Safety, productivity and predicted contribution of a surgical task‐sharing programme in Sierra Leone. BJS 2017; 104: 1315-1326.

Published: 18th May 2017

Authors: H. A. Bolkan, A. van Duinen, B. Waalewijn, M. Elhassein, T. B. Kamara, G. F. Deen et al.


Surgical task‐sharing may be central to expanding the provision of surgical care in low‐resource settings. The aims of this paper were to describe the set‐up of a new surgical task‐sharing training programme for associate clinicians and junior doctors in Sierra Leone, assess its productivity and safety, and estimate its future role in contributing to surgical volume.


This prospective observational study from a consortium of 16 hospitals evaluated crude in‐hospital mortality over 5 years and productivity of operations performed during and after completion of a 3‐year surgical training programme.

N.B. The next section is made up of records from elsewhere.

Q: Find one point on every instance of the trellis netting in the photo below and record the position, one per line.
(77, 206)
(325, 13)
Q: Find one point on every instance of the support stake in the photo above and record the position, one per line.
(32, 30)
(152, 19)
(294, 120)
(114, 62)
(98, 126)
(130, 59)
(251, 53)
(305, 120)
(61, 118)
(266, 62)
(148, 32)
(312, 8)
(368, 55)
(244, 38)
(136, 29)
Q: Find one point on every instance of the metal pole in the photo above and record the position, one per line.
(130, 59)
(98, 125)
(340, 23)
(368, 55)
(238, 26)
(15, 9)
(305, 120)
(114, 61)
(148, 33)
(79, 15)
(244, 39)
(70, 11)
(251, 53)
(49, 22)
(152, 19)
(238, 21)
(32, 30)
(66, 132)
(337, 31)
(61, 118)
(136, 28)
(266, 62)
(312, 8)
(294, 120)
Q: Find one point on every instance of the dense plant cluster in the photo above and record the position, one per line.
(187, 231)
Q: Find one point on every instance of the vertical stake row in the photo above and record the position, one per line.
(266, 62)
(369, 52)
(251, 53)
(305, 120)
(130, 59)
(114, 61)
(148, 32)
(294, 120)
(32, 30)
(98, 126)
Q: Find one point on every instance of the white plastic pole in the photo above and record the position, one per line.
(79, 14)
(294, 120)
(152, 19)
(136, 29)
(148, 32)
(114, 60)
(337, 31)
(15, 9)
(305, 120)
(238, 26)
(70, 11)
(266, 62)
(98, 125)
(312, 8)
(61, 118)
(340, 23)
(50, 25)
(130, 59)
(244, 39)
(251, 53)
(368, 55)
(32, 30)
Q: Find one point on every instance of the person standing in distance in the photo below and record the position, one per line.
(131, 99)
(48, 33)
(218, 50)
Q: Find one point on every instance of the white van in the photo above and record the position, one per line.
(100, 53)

Some 48 trainees and nine graduated surgical assistant community health officers (SACHOs) participated in 27 216 supervised operations between January 2011 and July 2016. During training, trainees attended a median of 822 operations. SACHOs performed a median of 173 operations annually. Caesarean section, hernia repair and laparotomy were the most common procedures during and after training. Crude in‐hospital mortality rates after caesarean sections and laparotomies were 0·7 per cent (13 of 1915) and 4·3 per cent (7 of 164) respectively for operations performed by trainees, and 0·4 per cent (5 of 1169) and 8·0 per cent (11 of 137) for those carried out by SACHOs. Adjusted for patient sex, surgical procedure, urgency and hospital, mortality was lower for operations performed by trainees (OR 0·47, 95 per cent c.i. 0·32 to 0·71; P < 0·001) and SACHOs (OR 0·16, 0·07 to 0·41; P < 0·001) compared with those conducted by trainers and supervisors.


SACHOs rapidly and safely achieved substantial increases in surgical volume in Sierra Leone.